Prestes a estrear a temporada de 36 anos de Bailei na Curva, o diretor Júlio Conte tem um receio:
— Só espero não ter que fazer outro Bailei...
Criada na época em que começava o movimento pelas eleições diretas no país, a peça descortina, com sensibilidade e bom-humor, a vida de crianças durante a ditadura militar, nos anos 1960, acompanhando-as até a juventude, na década de 1980. Remontada com diferentes elencos desde então, Bailei... jamais perdeu a atualidade, mas ganha novo significado diante do revisionismo que busca atenuar ou negar os horrores dos anos de chumbo.
— Recebo essa realidade com espanto e terror, e isso torna a peça mais importante e fundamental — avalia Conte. — Apresentamos Bailei... em Brasília no ano de 1984, e a produção achava que seríamos presos depois da peça.
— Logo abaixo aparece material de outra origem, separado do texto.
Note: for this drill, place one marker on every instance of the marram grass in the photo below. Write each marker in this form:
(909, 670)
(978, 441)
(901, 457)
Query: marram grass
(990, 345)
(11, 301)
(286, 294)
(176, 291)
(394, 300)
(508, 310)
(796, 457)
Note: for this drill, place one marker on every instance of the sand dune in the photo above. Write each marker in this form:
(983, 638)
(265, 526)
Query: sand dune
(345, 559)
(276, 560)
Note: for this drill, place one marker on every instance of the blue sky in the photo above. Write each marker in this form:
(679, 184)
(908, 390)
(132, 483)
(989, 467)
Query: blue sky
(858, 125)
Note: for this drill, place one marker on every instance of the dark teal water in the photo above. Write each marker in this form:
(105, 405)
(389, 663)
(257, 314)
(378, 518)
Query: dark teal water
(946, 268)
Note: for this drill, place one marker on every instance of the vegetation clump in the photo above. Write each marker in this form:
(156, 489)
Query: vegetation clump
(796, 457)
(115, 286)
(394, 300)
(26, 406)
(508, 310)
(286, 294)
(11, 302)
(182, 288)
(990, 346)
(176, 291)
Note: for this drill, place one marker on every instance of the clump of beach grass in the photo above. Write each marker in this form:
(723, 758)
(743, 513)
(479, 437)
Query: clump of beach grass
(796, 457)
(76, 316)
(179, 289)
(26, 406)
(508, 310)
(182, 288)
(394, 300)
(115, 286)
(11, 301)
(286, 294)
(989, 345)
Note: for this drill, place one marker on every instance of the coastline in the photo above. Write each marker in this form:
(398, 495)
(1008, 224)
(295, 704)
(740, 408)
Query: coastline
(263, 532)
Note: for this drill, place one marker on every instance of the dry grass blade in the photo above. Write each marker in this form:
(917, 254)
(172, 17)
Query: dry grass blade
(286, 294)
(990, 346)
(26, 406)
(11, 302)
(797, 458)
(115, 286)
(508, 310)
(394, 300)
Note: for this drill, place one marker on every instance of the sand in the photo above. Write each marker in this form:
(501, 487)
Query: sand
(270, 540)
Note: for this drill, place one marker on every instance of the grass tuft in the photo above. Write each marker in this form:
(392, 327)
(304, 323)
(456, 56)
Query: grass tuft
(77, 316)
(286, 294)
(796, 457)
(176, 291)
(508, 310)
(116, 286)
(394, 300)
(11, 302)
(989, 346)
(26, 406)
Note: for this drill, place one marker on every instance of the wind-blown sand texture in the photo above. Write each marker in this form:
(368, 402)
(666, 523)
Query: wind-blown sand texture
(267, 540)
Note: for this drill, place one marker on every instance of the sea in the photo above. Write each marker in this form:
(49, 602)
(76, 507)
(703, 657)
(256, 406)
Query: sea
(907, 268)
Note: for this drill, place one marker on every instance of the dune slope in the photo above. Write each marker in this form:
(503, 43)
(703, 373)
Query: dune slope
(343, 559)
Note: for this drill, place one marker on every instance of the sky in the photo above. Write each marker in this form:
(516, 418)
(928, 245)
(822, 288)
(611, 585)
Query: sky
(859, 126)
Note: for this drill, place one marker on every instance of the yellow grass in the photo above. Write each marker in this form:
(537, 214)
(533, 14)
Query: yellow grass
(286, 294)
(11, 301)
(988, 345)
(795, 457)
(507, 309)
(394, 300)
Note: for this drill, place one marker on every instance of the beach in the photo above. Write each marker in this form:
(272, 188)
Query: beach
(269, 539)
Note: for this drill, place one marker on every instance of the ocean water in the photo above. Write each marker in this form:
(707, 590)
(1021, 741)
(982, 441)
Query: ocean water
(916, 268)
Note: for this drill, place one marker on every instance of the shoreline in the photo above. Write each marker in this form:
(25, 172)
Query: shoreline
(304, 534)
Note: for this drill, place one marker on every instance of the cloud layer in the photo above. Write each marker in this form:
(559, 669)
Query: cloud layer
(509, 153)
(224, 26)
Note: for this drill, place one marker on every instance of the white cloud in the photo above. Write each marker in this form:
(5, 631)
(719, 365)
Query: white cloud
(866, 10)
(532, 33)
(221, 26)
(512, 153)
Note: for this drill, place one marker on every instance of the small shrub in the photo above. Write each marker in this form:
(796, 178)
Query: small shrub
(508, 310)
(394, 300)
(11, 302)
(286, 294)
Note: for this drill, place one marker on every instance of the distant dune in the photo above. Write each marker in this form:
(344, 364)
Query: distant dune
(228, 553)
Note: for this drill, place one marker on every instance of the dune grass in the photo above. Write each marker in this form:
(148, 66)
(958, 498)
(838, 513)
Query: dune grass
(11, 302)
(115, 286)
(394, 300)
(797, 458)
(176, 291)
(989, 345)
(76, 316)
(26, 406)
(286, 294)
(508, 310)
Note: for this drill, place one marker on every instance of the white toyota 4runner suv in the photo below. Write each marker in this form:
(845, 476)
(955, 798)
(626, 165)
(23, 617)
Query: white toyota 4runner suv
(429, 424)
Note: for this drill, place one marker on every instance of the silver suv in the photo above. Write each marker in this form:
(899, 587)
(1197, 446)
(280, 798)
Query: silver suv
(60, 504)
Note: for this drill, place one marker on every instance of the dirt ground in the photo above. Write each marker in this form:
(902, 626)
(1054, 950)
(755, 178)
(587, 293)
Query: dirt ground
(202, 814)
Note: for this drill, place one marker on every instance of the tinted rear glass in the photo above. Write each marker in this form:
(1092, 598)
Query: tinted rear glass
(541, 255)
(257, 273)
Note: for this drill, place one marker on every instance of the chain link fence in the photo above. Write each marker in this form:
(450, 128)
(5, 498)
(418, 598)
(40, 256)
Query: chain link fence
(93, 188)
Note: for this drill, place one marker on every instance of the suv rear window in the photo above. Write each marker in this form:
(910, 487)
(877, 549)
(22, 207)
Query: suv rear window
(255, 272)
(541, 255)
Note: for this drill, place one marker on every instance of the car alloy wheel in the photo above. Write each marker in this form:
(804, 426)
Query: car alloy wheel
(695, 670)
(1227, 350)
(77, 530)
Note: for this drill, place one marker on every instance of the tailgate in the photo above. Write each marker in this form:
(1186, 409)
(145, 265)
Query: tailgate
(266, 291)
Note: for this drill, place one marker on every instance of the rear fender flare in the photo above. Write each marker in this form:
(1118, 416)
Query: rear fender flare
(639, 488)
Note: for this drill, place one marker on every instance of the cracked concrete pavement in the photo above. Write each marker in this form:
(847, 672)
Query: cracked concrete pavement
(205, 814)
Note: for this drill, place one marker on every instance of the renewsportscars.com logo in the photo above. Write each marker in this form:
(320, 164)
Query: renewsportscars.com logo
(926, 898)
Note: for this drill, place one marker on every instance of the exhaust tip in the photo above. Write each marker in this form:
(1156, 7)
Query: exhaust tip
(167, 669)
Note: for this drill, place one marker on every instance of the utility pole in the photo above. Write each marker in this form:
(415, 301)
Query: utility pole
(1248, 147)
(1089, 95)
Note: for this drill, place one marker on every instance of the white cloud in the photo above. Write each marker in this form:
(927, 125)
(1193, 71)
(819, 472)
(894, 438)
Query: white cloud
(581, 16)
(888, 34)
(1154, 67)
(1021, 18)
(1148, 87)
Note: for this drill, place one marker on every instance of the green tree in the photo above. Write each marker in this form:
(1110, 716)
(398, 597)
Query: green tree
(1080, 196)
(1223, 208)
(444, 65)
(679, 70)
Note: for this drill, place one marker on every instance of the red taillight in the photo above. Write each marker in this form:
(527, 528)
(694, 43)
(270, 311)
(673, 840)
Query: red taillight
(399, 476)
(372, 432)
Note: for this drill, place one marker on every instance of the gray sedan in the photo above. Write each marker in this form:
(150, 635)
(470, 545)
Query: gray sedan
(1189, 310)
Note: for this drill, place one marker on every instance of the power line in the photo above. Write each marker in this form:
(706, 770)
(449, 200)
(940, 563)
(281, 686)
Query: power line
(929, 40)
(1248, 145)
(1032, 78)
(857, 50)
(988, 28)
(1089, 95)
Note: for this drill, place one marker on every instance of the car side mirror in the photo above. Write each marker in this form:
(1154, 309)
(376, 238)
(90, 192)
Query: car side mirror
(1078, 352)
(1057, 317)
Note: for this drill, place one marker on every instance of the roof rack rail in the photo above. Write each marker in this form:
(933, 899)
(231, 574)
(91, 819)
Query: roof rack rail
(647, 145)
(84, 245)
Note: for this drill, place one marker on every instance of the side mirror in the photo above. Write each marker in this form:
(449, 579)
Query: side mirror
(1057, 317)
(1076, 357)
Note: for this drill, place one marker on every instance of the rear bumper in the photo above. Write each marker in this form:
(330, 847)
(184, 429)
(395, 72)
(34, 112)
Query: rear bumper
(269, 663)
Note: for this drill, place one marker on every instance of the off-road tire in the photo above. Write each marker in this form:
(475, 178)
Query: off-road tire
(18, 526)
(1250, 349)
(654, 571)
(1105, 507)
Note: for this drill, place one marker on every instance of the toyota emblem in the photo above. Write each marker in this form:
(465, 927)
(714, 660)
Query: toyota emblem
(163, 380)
Fomos aplaudidos de pé. Se Bailei na Curva já foi colocada num lugar importante do teatro nacional, pelo texto e pela história, a peça mais encenada do Brasil nos últimos trinta anos, penso que os eventos tornam a peça eterna e um baluarte pela liberdade.
Fenômeno instantâneo de público, Bailei... falava o que estava engasgado na garganta dos jovens e com a linguagem deles. Distante do tom elevado dos textos clássicos, a peça escrita a muitas mãos trazia o coloquialismo das improvisações em sala de ensaio, estilo difundido no teatro brasileiro a partir de grupos como o carioca Asdrúbal Trouxe o Trombone, que revelou Evandro Mesquita, Luiz Fernando Guimarães, Regina Casé e Patricya Travassos.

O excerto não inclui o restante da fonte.